Dejando ya de lado un proceder
meramente "práctico", nos concentraremos en las conductas
técnicas de los trabajadores sociales, no desconociendo que en
el ejercicio profesional muchas veces y por distintos motivos,
se entremezclan conductas prácticas y técnicas.
Cuando calificamos de técnica a
una conducta aludimos a cierto tipo de procedimiento regulado,
es decir, que obedece a cierta regla. Vemos que el individuo
realiza "un número finito de actos en un orden dado y con un
objetivo también dado".
En general a un proceder se lo califica de técnico cuando
obedece a un conjunto coherente de reglas de procedimiento que
conducen a un fin previamente determinado.
Cuando observamos a un técnico,
lo vemos utilizar técnicas con dos fines o, si se quiere, con
dos objetivos fundamentales: para conocer o para hacer. Pero en
general el técnico aplica reglas cuyo fundamento ignora.
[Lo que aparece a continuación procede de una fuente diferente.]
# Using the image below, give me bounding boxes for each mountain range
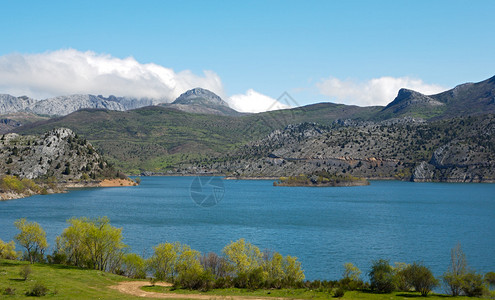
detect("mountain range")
[3,77,495,181]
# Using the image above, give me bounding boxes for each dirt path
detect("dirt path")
[110,281,294,300]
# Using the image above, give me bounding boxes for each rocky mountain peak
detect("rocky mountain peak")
[172,88,229,107]
[384,88,445,113]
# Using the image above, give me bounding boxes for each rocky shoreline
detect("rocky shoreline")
[0,179,138,201]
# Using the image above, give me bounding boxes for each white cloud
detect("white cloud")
[0,49,225,101]
[316,77,446,106]
[227,89,290,113]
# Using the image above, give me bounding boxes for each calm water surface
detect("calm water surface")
[0,177,495,279]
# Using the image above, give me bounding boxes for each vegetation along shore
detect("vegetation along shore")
[0,217,495,299]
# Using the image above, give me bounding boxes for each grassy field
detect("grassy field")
[0,260,142,299]
[0,260,495,300]
[142,286,477,300]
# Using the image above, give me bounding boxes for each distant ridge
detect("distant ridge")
[377,76,495,119]
[0,94,165,116]
[162,88,243,116]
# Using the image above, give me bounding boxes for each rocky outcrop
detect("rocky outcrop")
[0,94,166,116]
[167,88,242,116]
[0,128,115,182]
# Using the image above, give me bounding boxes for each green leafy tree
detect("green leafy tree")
[263,251,285,287]
[57,217,126,271]
[0,239,17,259]
[201,252,227,278]
[485,272,495,285]
[57,218,90,267]
[442,244,468,296]
[121,253,146,279]
[404,263,438,297]
[282,255,305,287]
[394,262,412,292]
[369,259,395,293]
[148,242,181,281]
[461,271,487,297]
[175,245,204,288]
[14,218,48,263]
[342,263,361,281]
[222,239,263,275]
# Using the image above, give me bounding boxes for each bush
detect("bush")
[3,286,15,296]
[174,271,215,292]
[485,272,495,285]
[46,251,67,265]
[368,259,395,293]
[122,253,146,279]
[0,239,17,259]
[19,265,33,281]
[333,287,345,298]
[404,263,438,297]
[26,282,48,297]
[246,267,265,291]
[461,272,486,297]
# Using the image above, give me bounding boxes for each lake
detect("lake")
[0,177,495,279]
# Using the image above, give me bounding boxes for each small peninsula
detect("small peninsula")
[273,171,370,187]
[0,128,138,200]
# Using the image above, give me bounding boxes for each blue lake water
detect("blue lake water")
[0,177,495,279]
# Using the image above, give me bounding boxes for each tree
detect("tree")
[282,255,305,287]
[121,253,146,279]
[222,239,262,275]
[200,252,227,278]
[461,272,486,297]
[342,263,361,281]
[442,244,467,296]
[0,239,17,259]
[148,243,180,281]
[263,251,285,287]
[57,217,127,271]
[175,245,204,288]
[394,262,412,292]
[485,272,495,285]
[148,242,207,289]
[57,218,89,267]
[404,263,438,297]
[14,218,48,263]
[368,259,395,293]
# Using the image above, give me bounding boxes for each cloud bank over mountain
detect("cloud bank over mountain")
[0,49,223,101]
[0,49,445,113]
[316,77,446,106]
[0,49,287,112]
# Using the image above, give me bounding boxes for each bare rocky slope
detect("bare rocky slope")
[0,128,123,199]
[178,115,495,182]
[0,94,161,116]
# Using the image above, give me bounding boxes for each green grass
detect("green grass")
[0,260,142,299]
[142,286,477,300]
[0,259,495,300]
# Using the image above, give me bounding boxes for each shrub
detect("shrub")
[0,239,17,259]
[174,270,215,292]
[394,262,412,292]
[19,265,33,281]
[26,282,48,297]
[369,259,395,293]
[3,286,15,296]
[442,244,468,296]
[246,267,265,290]
[46,251,67,264]
[333,287,345,298]
[122,253,146,279]
[485,272,495,285]
[404,263,438,297]
[461,272,486,297]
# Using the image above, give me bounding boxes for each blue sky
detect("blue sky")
[0,1,495,110]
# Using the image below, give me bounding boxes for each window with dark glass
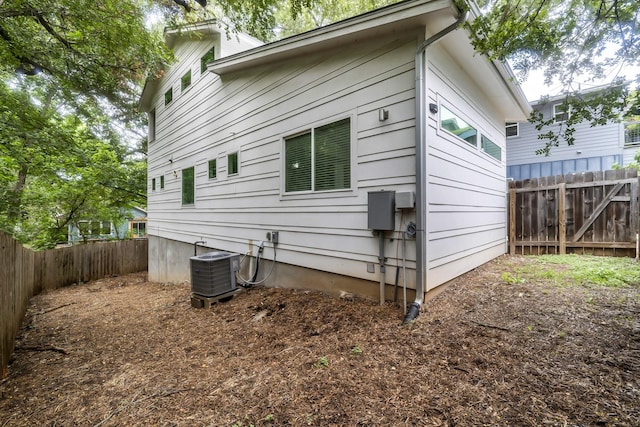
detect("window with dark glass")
[182,166,195,205]
[284,118,351,193]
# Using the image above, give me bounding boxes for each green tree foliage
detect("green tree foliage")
[466,0,640,154]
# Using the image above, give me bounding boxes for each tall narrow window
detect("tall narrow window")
[284,118,351,192]
[147,108,156,142]
[440,105,478,147]
[182,166,195,205]
[227,151,238,175]
[209,159,218,179]
[200,47,216,74]
[180,70,191,92]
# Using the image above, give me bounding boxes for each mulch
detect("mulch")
[0,256,640,427]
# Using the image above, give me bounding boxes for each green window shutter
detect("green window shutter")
[227,151,238,175]
[182,166,195,205]
[200,47,216,73]
[284,133,311,192]
[209,159,218,179]
[314,119,351,191]
[180,70,191,91]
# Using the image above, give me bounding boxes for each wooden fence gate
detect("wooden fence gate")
[509,169,640,256]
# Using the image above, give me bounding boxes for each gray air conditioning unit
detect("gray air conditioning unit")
[191,252,240,297]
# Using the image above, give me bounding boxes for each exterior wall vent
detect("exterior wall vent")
[191,252,240,297]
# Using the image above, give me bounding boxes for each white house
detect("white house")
[506,88,640,180]
[140,0,530,316]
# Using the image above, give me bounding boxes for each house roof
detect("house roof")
[209,0,531,121]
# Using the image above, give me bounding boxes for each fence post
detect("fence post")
[558,182,567,255]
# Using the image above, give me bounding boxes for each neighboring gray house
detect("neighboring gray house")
[67,207,147,244]
[506,91,640,180]
[140,0,530,314]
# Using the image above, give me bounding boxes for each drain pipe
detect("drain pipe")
[402,13,467,324]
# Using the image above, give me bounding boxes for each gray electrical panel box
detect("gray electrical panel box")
[396,191,416,209]
[368,191,396,230]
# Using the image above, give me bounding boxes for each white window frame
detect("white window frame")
[280,111,358,200]
[553,104,571,123]
[504,122,520,138]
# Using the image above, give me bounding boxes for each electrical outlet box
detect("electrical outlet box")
[396,191,416,209]
[367,191,396,231]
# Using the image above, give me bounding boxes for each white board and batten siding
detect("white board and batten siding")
[426,45,507,290]
[149,34,419,286]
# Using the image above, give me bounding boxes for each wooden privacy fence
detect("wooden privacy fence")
[0,236,148,378]
[509,169,639,256]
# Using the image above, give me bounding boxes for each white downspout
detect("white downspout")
[402,13,467,324]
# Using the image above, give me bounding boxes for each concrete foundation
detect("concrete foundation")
[149,236,415,303]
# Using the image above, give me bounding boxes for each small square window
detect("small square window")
[227,151,238,175]
[440,105,478,147]
[209,159,218,179]
[504,122,520,138]
[200,47,216,74]
[480,135,502,160]
[553,104,571,123]
[180,70,191,92]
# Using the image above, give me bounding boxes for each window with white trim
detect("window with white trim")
[480,135,502,160]
[504,122,520,138]
[284,118,351,193]
[227,151,239,175]
[147,108,156,142]
[182,166,195,206]
[553,104,571,123]
[440,105,478,147]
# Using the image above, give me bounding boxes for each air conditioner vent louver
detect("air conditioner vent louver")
[191,252,240,297]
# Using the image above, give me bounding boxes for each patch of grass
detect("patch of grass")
[313,356,329,368]
[501,254,640,287]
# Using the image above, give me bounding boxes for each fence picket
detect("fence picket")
[0,237,148,379]
[508,169,640,256]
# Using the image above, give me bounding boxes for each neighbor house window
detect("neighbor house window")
[182,166,195,205]
[553,104,570,123]
[284,118,351,193]
[180,70,191,91]
[480,135,502,160]
[227,151,238,175]
[209,159,218,179]
[129,221,147,237]
[200,47,216,74]
[147,108,156,142]
[440,105,478,147]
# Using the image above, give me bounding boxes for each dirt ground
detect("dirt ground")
[0,257,640,427]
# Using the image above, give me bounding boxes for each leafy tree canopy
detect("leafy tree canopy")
[466,0,640,154]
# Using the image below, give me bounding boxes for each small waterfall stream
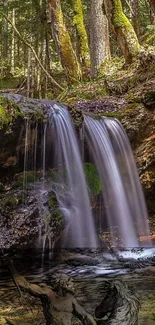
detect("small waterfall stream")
[5,95,151,250]
[84,116,149,247]
[52,105,97,248]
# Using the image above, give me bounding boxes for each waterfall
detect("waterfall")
[84,116,149,247]
[51,104,97,248]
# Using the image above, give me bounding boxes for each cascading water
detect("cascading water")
[84,116,149,247]
[51,104,97,248]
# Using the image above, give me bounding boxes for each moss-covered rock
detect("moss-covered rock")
[84,163,102,196]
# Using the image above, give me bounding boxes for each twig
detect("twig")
[0,11,64,90]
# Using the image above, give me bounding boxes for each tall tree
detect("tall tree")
[48,0,81,82]
[88,0,110,77]
[148,0,155,14]
[104,0,140,64]
[72,0,89,66]
[130,0,140,39]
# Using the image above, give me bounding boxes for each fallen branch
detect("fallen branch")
[0,11,64,91]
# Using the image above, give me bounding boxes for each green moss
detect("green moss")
[84,163,102,196]
[112,0,132,28]
[0,97,23,129]
[54,7,81,83]
[143,91,155,109]
[14,171,39,187]
[146,33,155,45]
[48,195,63,226]
[73,0,89,65]
[0,194,18,213]
[112,0,140,63]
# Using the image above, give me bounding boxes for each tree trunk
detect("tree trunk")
[148,0,155,14]
[48,0,81,83]
[130,0,140,39]
[72,0,89,66]
[88,0,110,77]
[104,0,140,64]
[3,0,8,59]
[11,8,15,75]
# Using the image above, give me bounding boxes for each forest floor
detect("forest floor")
[0,272,155,325]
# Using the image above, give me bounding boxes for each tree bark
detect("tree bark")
[104,0,140,64]
[130,0,140,39]
[72,0,89,66]
[48,0,81,83]
[88,0,110,77]
[0,11,64,90]
[11,8,15,76]
[148,0,155,14]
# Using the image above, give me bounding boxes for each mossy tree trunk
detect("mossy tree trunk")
[130,0,140,39]
[148,0,155,14]
[48,0,81,83]
[88,0,110,77]
[72,0,89,66]
[104,0,140,64]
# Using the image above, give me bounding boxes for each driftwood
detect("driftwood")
[10,263,96,325]
[95,280,140,325]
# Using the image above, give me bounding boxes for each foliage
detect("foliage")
[0,97,22,129]
[84,163,102,196]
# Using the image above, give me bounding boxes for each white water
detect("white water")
[51,104,97,248]
[84,116,150,247]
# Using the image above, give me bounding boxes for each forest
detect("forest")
[0,0,155,325]
[0,0,155,101]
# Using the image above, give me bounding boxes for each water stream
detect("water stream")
[52,105,97,248]
[85,116,150,247]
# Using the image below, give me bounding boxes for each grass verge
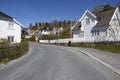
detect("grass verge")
[71,43,120,54]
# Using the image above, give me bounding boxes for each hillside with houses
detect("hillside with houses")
[21,4,120,43]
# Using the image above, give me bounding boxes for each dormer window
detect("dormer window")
[86,18,90,25]
[8,22,14,28]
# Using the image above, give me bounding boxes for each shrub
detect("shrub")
[0,41,29,63]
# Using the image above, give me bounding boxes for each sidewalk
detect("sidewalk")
[69,47,120,74]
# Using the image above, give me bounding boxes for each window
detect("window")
[8,22,14,28]
[79,31,84,37]
[86,18,90,25]
[8,36,14,42]
[92,30,100,36]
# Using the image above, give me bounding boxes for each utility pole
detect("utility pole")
[70,22,73,38]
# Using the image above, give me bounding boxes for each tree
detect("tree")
[103,4,113,11]
[29,23,33,29]
[93,5,103,14]
[115,1,120,9]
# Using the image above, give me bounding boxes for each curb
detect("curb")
[73,49,120,76]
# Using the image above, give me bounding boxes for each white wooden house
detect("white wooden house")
[0,12,22,43]
[73,7,120,42]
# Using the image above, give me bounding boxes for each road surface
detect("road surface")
[0,43,120,80]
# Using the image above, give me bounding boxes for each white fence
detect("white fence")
[39,38,94,44]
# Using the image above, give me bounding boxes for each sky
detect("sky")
[0,0,119,27]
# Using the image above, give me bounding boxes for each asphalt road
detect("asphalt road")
[0,43,120,80]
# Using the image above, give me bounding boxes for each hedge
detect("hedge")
[0,41,29,63]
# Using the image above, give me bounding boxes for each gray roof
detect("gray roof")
[73,22,81,31]
[95,9,115,27]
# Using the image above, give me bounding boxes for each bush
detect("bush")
[0,41,29,63]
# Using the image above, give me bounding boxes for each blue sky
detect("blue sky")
[0,0,118,27]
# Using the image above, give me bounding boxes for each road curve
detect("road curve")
[0,43,120,80]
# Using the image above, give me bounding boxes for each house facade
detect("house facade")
[0,12,22,43]
[73,8,120,42]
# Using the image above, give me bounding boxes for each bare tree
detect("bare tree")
[108,13,120,41]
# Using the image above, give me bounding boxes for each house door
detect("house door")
[8,36,14,42]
Manipula la realidaden nuestro caso, la realidad social - y
si sus técnicas son adecuadas, modificará eficientemente la
realidad, y fundadamente concluiremos que sabe como hacer las
cosas. Cuando evaluamos una acción técnica, medimos la adecuada
aplicación que el técnico hace de la regla o conjunto de reglas.
A menudo observamos que el
ejercicio reiterado de una técnica hace que el profesional logre
elevados niveles de eficiencia en su proceder. Pero también,
junto a las anteriores observaciones, podemos constatar que el
ejercicio reiterado conlleva a una estereotipia en la acción a
una rigidez en el actuar. Por una parte el técnico llega a
niveles óptimos de eficiencia en su tarea, pero al precio de
restringirse a la técnica que usa.
Este fenómeno, sin duda, es común
a todos los procesos de especialización. Creo que era Ortega y
Gasset quien decía, que por la vía de la especialización el
hombre terminaba sabiendo muchísimo de casi nada.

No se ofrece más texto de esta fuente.